Combine this with Trump’s constant fear-mongering about migrants being sent directly to the US border from prisons and psychiatric hospitals, some of whom are “not human,” and this could become a nightmare.
If you don’t want to know, you should be happy that Biden withdrew. It’s almost certain that Biden would have lost. But that doesn’t mean that Vice President Kamala Harris or whoever replaces him will win. The ability to complete sentences is a good first step, but the content of the sentences still matters quite a bit.
Even before the extent of Biden’s cognitive impairment became clear, he may have undermined his chances of reelection by endorsing Netanyahu’s grotesque attacks on Gazans. No matter how he performed in the debates, it would have been inconceivable, for example, that Biden would win in my home state of Michigan, a key battleground state and home to the largest concentration of Arab American voters in the country. A different candidate less tied to that fear might make a difference, especially if he made a clear break from Biden’s policies, but the damage may already be done at this point.
Domestically, Biden was desperate enough to begin making some positive moves in his final weeks as a candidate. He spoke, for example, about eliminating health debt and finally addressing urgently needed reforms to the Supreme Court, issues raised by his “squad” of left-leaning lawmakers. He announced a plan to effectively cap rent increases at 5% and make tax breaks for large landlords contingent on compliance with this limit. But at a critical moment, he miscommunicated this announcement, telling the NAACP convention that he intended to cap rent increases at $55.
These moves were not only the right thing to do, but also evidence that some Democratic Party heavyweights correctly understood that voters who desperately want these reforms could be crucial to winning the election. A candidate less likely than Biden to say “$55” when he means “5 percent” could blunt the appeal of Trump and Vance’s cynical, reactionary populism.
Kamala Harris is currently the front-runner for the nomination, and as painful as it is to remember, she once claimed to support Medicare for All. She distanced herself from the idea during the 2020 campaign in a clumsy effort at triangulation, but it’s possible she’ll bring it up again.
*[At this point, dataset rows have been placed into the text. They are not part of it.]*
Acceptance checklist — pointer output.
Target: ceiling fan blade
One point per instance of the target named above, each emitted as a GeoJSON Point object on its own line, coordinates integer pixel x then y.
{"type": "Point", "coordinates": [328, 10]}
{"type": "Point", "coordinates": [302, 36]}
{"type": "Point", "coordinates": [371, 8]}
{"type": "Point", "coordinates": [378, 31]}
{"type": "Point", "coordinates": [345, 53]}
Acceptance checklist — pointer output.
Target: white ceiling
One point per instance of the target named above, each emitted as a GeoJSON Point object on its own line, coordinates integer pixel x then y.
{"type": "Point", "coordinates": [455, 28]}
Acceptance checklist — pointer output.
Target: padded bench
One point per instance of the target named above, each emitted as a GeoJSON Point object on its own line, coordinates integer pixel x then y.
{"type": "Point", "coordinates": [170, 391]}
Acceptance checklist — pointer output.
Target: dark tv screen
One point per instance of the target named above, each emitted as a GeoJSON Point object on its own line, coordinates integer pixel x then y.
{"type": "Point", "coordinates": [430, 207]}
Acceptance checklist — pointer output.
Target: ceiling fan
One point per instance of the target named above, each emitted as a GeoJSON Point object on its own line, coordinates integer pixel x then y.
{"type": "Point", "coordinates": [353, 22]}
Trump and Vance have leaned into populist rhetoric this year. Vance’s Republican National Convention speech highlighted the suffering of communities ravaged by deindustrialization, the housing crisis and the opioid crisis. “Our jobs are shipped overseas. Our children are sent to war” – those words resonated. But when it comes to supporting policies that would do anything about these issues, it’s all empty talk. Trump is a virulently anti-worker president and Vance has a zero percent legislative scorecard from the AFL-CIO.
But false populism appeals to very real pain, and its appeal cannot be countered by insisting that basically all is well and that all we need are competent liberal technocrats to steer the ship of nationhood wisely.
Even if Harris or any other candidate offers a substantially populist platform, they could still lose. Many voters may dismiss it as empty election-season rhetoric. Harris in particular may not be a credible messenger. And with just over 100 days until the election, there may not be enough time to effectively reframe the election.
But by countering false populism with policies that actually help ordinary workers, America, and the world, may have a chance to avoid what lies on the other side of a Trump victory this November.